From a creative standpoint, I just wanted to put on this really cool show. I grew up playing music and doing improv comedy. I was a drama geek, all that stuff. Just to give you a glimpse of how I’m wired, I have a John Bonham tattoo on one arm and a Jesus Christ, Superstar tattoo on the other arm. My senior year in high school we performed Superstar, and I was the drummer down in the pit in the first act of the show, and then in the second act I was on stage. I played King Herod. This is just what I do.
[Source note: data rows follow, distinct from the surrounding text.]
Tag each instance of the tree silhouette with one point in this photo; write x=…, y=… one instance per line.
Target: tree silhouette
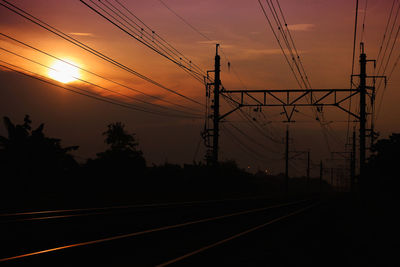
x=383, y=165
x=123, y=155
x=27, y=152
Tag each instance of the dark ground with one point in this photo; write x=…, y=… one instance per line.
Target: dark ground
x=342, y=230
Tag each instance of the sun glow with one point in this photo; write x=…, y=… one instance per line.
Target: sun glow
x=64, y=72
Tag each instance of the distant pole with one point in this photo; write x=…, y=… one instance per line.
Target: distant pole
x=353, y=164
x=217, y=83
x=308, y=171
x=320, y=176
x=287, y=161
x=363, y=120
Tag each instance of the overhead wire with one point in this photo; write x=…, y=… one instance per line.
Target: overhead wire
x=275, y=16
x=102, y=77
x=85, y=47
x=90, y=83
x=122, y=26
x=80, y=91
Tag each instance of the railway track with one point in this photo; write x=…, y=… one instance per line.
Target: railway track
x=140, y=235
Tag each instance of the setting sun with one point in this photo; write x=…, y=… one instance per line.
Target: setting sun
x=64, y=72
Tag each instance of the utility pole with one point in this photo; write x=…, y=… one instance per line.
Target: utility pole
x=287, y=161
x=353, y=164
x=320, y=176
x=216, y=117
x=363, y=116
x=308, y=171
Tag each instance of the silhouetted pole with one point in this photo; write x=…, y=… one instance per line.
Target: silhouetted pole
x=353, y=164
x=287, y=161
x=363, y=91
x=320, y=176
x=308, y=170
x=217, y=83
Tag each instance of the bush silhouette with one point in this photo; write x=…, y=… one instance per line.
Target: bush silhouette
x=26, y=152
x=123, y=156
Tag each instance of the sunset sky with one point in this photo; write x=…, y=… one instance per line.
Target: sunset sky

My original idea for ThunderGong! was right after Christmas of 2016. I had just done as a fundraiser for Steps of Faith on the 23rd of December. My friends all said it ruined Christmas, because we had to rehearse our tails off, but we put on this show that was a tribute to Elton John. It was all of Elton’s early stuff, the megahits, American Songbook stuff. I put this band together, a lot of people that I play with all the time, and it was a really big band with incredible singers and great musicians from all over the city. A lot of people don’t know this, but Kansas City has always been and still is a musical hot spot. We don’t get the attention that Nashville or New York does, but there’s something in the water here.
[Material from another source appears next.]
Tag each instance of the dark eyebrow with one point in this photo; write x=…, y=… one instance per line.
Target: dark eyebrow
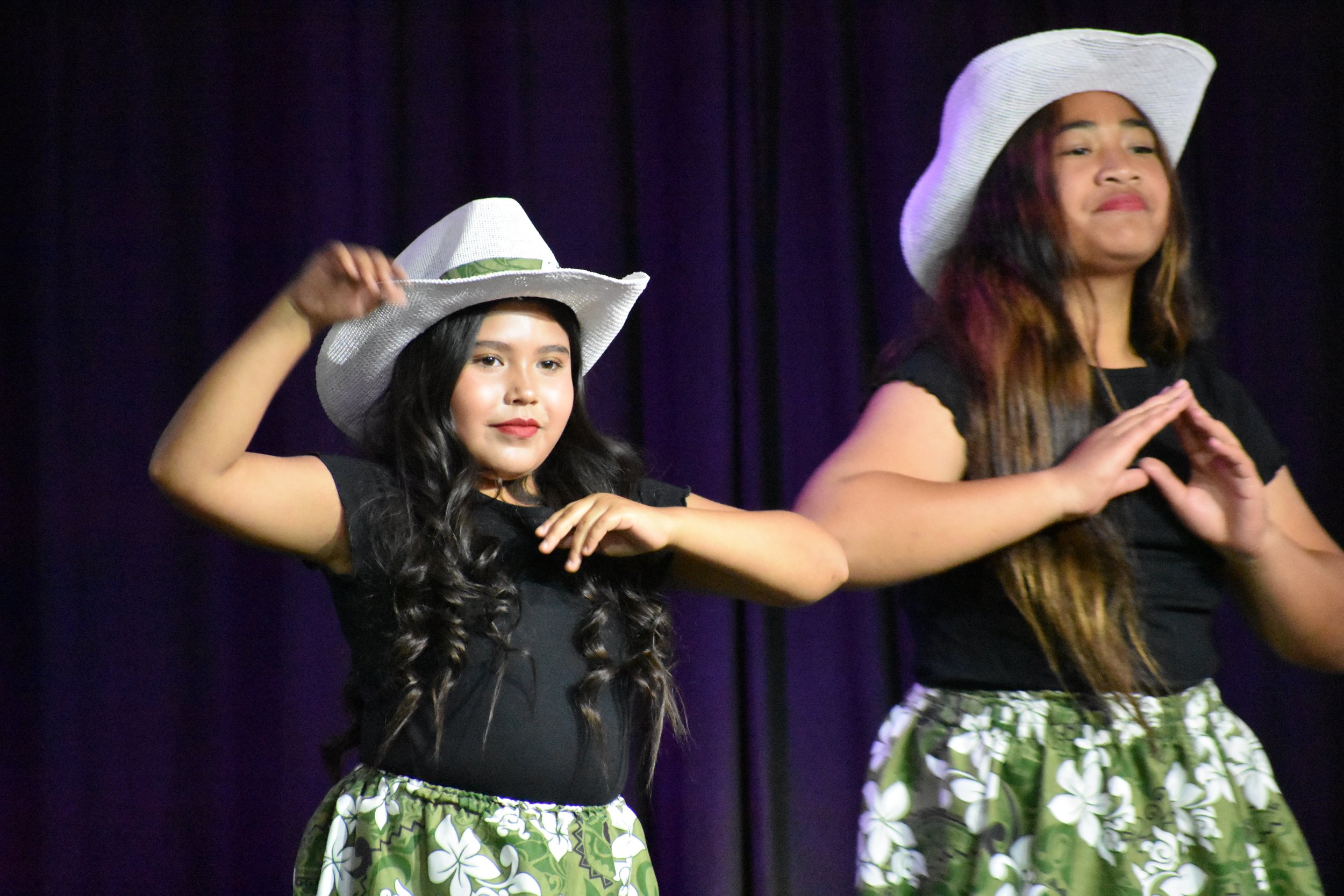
x=504, y=347
x=1125, y=123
I grew up across the state, in St. Louis, so I know all about Kansas City’s heritage. St. Louis is the same. It has this great blues and jazz heritage that nobody knows about.
The song “Kansas City” was written about this place for a freaking reason. And it hasn’t changed. So anyway—and this is my forte, long answers to short questions—I had put together this Elton John tribute with a huge house band and all these guest singers, a different singer for every song. It was moderately successful from a financial standpoint. We raised five to seven thousand dollars or something, which for Steps of Faith at that time was wonderful. We were ending the night with “Tiny Dancer.” It’s the end of the show, so everyone comes out on stage, and it’s a huge lovefest. It’s two nights before Christmas. I know and love everyone who’s up there with me. Personally, I’m bawling my eyes out. We’re playing this music that everyone in the room knows the words to, and it’s this huge group of people coming together for the common good. It’s all to help other people. It was just so beautiful.

So I’m reflecting on that the next day. And I thought, what if we were able to do something like that again, but I was able to get Jason involved as a host? I wanted to do something that was real drummer-heavy, where we’d get incredible drummers locally to play with the house band. And here was my dream scenario: Jason is friends with Dave Grohl of Foo Fighters, so what if we could get Dave and Taylor [Hawkins] from Foo Fighters, who are both arguably two of the best drummers in the world and are also both A-list singers? That was the original concept. As it turned out, the first people who committed were Will Forte and Fred Armisen, so that immediately shifted it away from such a drummer-heavy concept to more of a straight-up variety show with comedy and music.

So that’s the genesis of how it all came together creatively. The musician in me just wanted to put on this really excellent, fun show. The nonprofit director in me—to answer your question, 20 minutes later—my hope was that if we could raise $100,000 for Steps of Faith, that would be unbelievable. That was our goal, and ThunderGong! in the first year raised $150,000. I mean, it was a dream come true. It was the ultimate game-changer. And then the next year we raised, like, $300,000. It’s an unbelievable blessing.

What’s your target for 2021?
I can’t control that. What I can control is putting together an excellent show. I’ve been doing that my whole life. I know how to do that better than most things, especially when I’m able to collaborate with my brother Jason. When we plug in together, we can do way more than the sum of the parts.